More about exchanging a foreign driving licence.
See also
Published 25 October 2018
Last updated 1 February 2019 + show all updates
 

Clunegapyears

Full Member
Tried to buy IDP at local post office last week only to be advised to try again after 1st Feb when new stationery is supposed to be in place. I was told to give it at least a week after as stationery unlikely to arrive on time. Does anyone know if it is now possible to purchase the IDP - we will need both sorts in the next year.
 

moonshadow

Rally Organiser
Someone on a different group posted on FB to say they had got the first one issued by their post office and it was valid for 3 years. As with all FB feed I doubt I could find it again to post the link - sorry
 

cronkle

Full Member
Someone on a different group posted on FB to say they had got the first one issued by their post office and it was valid for 3 years. As with all FB feed I doubt I could find it again to post the link - sorry
I saw that as well. I'm not sure that a link would be permissable or would work without the reader being a member of that group. Anyhow, the poster did show a picture.
 

paulhelenwilko

Full Member
EJB 1/2/19 posted in another thread :
Collected our 'just in case' International Driving Permits this morning from our local small town post office.
The first one took the assistant 45 mins to complete correctly and the second one took less than 5 mins.:)
 
Last edited:

paulhelenwilko

Full Member
Good to know that it is straight forward. I think we shall wait till closer to departure date because if there is a deal we may not have to fork out the 2 lots of £5.50 (one each).

Paul
 

HurricaneSmith

Full Member
I think I might get a couple.

Who knows, an IDP might distract the constabulary should I ever be banned.

:) :) :)
 

paulhelenwilko

Full Member
Just noticed this advert in the Sunday Paper.
file-4.jpeg

What is different is that they have not qualified it with 'if there is no deal'.

Paul
 

paulhelenwilko

Full Member
Got a squeeky bum so popped down to the post office to get my IDP 1968. The process was straight forward. Just took a photo, passport and driving licence and £5.50 (grrrrr). It took a bit of time because she had not processed one with a pink licence before !

So this is what you get :

idp paul blank.jpgIDP paul 2blank.JPG
The lady at the post office said they did have a rush to start with and nearly ran out of IDPs but they have been restocked now.

Paul.
 

Minisorella

Moderator
Looks very much as though the whole thing could be pushed forward a few months now.

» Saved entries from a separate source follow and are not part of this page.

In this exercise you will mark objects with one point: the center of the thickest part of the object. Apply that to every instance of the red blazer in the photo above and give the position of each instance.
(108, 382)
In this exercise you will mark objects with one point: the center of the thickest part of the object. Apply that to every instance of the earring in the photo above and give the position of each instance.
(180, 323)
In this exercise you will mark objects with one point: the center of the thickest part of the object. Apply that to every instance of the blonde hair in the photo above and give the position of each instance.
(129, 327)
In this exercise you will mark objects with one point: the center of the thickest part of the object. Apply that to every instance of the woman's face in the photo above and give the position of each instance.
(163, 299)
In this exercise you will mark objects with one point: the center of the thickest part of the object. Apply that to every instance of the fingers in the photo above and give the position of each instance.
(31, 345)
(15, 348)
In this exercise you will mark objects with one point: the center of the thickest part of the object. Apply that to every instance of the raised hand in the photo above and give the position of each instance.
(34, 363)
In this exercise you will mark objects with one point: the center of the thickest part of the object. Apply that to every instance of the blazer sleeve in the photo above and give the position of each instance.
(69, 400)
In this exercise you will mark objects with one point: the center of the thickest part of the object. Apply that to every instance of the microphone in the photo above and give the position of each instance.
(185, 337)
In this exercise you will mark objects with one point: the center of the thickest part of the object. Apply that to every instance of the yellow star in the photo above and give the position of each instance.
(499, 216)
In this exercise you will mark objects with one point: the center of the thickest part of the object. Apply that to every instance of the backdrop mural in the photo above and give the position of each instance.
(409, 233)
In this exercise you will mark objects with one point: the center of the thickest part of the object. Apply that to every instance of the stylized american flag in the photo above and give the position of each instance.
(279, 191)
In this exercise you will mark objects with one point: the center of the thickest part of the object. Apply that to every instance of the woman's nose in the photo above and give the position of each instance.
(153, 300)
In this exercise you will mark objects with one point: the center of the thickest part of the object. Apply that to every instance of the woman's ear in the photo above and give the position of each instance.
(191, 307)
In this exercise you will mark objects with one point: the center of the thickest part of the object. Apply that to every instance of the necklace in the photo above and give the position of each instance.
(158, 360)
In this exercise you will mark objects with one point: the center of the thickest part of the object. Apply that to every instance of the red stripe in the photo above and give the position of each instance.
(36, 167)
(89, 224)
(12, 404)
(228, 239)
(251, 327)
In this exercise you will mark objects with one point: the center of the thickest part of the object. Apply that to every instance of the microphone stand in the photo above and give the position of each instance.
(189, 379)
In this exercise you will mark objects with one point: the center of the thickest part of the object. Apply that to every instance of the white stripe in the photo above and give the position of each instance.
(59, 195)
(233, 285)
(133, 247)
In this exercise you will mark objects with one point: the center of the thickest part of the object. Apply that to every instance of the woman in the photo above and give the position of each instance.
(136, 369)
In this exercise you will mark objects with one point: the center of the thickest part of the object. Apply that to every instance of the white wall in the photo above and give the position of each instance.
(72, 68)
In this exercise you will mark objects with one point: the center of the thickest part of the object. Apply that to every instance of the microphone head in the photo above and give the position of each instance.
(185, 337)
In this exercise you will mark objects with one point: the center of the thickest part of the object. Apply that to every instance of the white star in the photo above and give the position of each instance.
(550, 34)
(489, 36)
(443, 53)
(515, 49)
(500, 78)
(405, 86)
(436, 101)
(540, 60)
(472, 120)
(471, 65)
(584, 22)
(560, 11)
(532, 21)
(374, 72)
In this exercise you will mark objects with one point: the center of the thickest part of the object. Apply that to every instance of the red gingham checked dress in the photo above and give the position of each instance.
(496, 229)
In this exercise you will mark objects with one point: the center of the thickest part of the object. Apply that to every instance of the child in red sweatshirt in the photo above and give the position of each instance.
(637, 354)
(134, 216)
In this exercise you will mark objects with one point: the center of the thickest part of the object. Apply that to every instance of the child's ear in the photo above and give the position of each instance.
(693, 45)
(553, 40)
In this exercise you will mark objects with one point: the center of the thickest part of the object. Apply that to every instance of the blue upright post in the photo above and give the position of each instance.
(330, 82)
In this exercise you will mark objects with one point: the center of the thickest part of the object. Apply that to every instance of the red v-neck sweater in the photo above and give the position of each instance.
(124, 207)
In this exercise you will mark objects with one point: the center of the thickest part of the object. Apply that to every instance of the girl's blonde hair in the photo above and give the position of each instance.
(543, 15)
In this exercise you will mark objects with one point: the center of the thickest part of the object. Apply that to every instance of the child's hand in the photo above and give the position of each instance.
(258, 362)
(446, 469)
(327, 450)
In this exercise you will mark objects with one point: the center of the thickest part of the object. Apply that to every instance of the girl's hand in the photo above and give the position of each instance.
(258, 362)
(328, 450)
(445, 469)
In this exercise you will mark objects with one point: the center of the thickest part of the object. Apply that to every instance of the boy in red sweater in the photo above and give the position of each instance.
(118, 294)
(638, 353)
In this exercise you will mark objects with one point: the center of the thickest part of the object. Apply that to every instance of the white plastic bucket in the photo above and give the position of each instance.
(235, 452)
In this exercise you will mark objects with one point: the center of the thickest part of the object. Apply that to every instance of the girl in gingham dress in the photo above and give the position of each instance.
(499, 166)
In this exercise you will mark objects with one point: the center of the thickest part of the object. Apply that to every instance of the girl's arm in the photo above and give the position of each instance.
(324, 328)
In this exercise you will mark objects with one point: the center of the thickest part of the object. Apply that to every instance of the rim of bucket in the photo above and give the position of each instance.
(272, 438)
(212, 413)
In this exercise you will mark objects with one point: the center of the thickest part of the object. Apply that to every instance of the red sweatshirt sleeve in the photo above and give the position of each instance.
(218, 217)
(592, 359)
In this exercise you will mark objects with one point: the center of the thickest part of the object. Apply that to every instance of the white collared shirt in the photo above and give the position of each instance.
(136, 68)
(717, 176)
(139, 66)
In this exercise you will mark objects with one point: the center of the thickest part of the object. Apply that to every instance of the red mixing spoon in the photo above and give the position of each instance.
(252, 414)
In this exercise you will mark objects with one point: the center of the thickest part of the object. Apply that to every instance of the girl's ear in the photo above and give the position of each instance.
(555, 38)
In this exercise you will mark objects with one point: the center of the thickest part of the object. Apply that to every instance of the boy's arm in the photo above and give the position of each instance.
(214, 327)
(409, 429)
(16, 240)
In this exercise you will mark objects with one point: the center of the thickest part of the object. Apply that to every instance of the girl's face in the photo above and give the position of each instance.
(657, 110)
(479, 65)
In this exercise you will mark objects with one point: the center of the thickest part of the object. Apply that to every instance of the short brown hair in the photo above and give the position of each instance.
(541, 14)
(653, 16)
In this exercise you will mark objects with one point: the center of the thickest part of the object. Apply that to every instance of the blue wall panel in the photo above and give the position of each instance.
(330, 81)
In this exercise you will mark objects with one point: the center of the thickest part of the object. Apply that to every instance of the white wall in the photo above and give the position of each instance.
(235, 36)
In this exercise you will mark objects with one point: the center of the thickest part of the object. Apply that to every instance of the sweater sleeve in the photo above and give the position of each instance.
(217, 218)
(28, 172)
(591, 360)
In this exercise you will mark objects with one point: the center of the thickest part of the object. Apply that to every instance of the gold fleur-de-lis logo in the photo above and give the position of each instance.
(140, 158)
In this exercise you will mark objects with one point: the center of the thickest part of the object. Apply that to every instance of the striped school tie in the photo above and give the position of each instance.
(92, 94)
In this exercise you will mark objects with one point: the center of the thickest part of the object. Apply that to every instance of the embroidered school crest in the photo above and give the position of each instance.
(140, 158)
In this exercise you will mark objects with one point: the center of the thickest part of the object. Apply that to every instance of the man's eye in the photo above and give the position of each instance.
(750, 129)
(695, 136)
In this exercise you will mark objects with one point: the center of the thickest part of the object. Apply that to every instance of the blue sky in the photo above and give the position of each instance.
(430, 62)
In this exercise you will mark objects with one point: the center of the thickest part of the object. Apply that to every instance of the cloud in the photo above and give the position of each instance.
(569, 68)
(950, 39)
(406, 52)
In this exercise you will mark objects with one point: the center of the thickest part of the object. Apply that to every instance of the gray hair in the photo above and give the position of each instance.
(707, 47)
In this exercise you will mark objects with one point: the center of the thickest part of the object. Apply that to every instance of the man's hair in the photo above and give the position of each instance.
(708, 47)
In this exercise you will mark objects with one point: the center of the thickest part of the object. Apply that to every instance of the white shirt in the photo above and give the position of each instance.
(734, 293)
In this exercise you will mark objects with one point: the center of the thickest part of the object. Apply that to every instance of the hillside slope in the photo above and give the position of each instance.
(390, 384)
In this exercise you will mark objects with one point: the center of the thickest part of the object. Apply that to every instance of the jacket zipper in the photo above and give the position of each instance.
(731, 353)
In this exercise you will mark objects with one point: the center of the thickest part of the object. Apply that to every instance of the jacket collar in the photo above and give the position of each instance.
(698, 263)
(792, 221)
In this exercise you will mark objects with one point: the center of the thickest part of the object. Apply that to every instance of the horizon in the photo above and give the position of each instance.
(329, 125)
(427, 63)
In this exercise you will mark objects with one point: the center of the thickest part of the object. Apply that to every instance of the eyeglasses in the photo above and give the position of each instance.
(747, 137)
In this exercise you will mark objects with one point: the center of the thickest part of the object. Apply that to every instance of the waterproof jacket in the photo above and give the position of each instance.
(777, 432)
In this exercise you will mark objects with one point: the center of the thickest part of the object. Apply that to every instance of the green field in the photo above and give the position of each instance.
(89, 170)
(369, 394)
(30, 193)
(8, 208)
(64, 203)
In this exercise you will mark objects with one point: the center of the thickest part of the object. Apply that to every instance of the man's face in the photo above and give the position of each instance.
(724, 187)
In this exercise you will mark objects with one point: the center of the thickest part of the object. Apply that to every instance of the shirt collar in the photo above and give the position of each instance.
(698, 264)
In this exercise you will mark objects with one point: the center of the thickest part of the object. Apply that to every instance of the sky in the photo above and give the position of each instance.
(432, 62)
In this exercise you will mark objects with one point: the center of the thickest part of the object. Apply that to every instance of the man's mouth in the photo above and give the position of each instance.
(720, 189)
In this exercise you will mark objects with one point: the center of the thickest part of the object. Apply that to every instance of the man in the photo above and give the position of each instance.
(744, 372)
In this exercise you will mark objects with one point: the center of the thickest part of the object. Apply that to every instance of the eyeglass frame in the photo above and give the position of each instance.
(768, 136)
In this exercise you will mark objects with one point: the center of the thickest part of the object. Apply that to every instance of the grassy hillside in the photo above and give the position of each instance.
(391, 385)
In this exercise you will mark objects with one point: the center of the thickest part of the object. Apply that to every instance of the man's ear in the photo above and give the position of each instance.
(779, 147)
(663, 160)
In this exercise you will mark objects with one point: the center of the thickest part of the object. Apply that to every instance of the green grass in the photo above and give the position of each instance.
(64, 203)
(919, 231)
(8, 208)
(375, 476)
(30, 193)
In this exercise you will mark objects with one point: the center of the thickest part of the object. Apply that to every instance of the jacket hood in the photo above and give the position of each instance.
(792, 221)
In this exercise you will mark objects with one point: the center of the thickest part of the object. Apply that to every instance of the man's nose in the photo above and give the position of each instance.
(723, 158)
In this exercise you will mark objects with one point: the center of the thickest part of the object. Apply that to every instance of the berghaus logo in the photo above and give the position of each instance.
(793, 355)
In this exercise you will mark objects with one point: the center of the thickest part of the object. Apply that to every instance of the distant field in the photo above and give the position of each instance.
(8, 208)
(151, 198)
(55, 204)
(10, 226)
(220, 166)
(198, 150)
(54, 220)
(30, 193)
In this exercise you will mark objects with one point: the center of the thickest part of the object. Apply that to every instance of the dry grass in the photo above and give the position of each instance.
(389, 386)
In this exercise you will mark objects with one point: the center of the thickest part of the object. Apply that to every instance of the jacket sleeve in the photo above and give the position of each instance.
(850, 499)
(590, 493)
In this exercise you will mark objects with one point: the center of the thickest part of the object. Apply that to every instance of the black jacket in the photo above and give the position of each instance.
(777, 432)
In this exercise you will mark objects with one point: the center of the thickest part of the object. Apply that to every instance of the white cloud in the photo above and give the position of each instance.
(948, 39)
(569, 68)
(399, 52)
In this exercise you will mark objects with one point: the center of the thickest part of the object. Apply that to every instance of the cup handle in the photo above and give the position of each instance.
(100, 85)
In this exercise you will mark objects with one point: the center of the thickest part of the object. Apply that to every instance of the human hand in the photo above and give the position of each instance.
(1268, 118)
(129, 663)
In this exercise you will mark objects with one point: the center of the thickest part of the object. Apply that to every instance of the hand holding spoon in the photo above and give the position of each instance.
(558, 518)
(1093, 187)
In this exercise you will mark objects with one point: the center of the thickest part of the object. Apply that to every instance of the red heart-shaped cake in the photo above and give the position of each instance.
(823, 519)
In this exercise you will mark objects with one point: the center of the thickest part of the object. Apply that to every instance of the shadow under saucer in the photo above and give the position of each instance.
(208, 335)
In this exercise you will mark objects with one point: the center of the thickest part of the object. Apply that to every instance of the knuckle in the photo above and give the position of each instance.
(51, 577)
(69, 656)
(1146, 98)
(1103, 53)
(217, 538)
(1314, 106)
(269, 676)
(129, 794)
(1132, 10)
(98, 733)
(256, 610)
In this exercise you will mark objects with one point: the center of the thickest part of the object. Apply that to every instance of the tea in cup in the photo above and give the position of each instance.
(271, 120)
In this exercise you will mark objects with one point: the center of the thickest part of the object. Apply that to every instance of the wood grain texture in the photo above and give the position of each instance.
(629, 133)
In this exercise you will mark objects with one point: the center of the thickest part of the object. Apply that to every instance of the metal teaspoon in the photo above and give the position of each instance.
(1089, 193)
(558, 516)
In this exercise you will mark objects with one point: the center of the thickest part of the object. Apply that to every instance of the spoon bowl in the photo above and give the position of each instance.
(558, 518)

At least the Post Office will have time to get restocked.
 
Last edited:

Jann

Full Member
Although only certain Post Office Office will issue them, I found it very straightforward, not worth not having one
 

paulhelenwilko

Full Member
The Government have put out an alert to say they have updated the advice. Please follow the link.

Prepare to drive in the EU after Brexit

What all drivers from the UK may need to do to drive in the EU and EEA when the UK leaves the EU on 29 March 2019.

11:29am, 5 March 2019: Clarification on the rules for displaying GB stickers.